La conjuration et la chute

Au début de l’année 41, plusieurs tribuns de la garde prétorienne forment une conjuration à laquelle prennent part Chaerea, Cornelius Sabinus et Calliste, un épisode décrit avec force détails par Flavius Josèphe. Les prétoriens attaquent Caligula au sein même du palais et poignardent l’empereur à de multiples reprises. « C’est un acte pulsionnel, raconte Virginie Girod : on s’acharne sur son cadavre, on en fait de la bouillie. Pour en finir avec cette famille, on va dans la foulée assassiner sa femme et sa petite fille. C’est l’anéantissement complet de Caligula et de sa descendance. » Derrière la garde prétorienne, le complot remonterait à plusieurs sénateurs influents, selon Flavius Josèphe. La dernière goutte de sang versée, c’est l’oncle de Caligula, l’empereur Claude, qui prendra sa succession. « Claude est un intellectuel, qui travaille dans un bureau du palais au moment de l’assassinat, rapporte Virginie Girod. Il n’est pas particulièrement courageux, et quand il entend le ramdam dans les appartements de l’empereur, il se cache. Là, un prétorien entre dans le bureau, voit l’aîné de la famille impériale, donc a priori le plus légitime dans l’ordre de succession. On l’emmène, on l’acclame et c’est terminé : fin de la révolte ! »

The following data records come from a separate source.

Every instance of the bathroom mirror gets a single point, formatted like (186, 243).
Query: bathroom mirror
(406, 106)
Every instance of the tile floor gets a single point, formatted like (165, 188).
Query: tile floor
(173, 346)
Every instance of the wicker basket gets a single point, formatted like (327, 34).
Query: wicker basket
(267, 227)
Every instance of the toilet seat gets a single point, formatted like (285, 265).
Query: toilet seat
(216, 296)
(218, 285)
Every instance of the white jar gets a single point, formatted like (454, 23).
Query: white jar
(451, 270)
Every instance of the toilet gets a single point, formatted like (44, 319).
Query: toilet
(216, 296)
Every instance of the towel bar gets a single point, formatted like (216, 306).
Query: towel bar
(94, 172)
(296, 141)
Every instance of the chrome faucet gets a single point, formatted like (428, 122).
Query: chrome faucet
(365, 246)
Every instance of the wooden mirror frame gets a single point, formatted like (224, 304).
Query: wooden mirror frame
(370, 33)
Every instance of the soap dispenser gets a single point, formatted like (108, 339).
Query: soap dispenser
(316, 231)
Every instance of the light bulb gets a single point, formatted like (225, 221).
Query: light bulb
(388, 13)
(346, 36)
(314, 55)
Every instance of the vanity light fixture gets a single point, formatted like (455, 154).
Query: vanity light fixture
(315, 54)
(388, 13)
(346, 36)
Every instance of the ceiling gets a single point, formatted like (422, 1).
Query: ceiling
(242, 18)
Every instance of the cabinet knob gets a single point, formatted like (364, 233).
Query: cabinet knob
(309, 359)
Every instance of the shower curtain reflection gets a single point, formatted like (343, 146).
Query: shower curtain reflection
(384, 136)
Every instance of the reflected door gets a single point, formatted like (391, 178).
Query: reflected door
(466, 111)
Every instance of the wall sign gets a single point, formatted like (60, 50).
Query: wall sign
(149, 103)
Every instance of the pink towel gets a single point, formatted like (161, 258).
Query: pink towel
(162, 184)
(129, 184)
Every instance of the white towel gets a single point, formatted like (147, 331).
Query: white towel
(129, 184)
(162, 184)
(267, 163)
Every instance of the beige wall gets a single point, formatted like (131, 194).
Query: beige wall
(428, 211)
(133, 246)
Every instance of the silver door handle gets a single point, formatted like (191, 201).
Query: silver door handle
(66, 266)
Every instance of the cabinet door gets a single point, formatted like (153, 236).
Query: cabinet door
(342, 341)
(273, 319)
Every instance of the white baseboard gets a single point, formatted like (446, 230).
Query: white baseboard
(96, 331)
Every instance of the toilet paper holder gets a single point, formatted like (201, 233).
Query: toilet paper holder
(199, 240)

L’assassinat de Caligula provoque une énorme émotion populaire. « Il y a eu des manifestations au lendemain de sa mort pour réclamer les coupables, rapporte Jean-Noël Castorio, ce qui est contradictoire avec son image de tyran haï. On sent qu’il avait une certaine popularité, notamment auprès des couches inférieures de la société : les femmes, les esclaves… Sa pratique démagogique du pouvoir lui avait attiré le soutien du peuple, et la haine des élites. Mais son règne est un échec. Son assassinat montre que sa pratique du pouvoir n’a pas été acceptée, et marque le point de départ de sa légende noire. » Car à Rome, le Sénat n’est pas que l’organe intermédiaire du pouvoir : il a aussi et surtout le monopole de l’écriture de l’Histoire.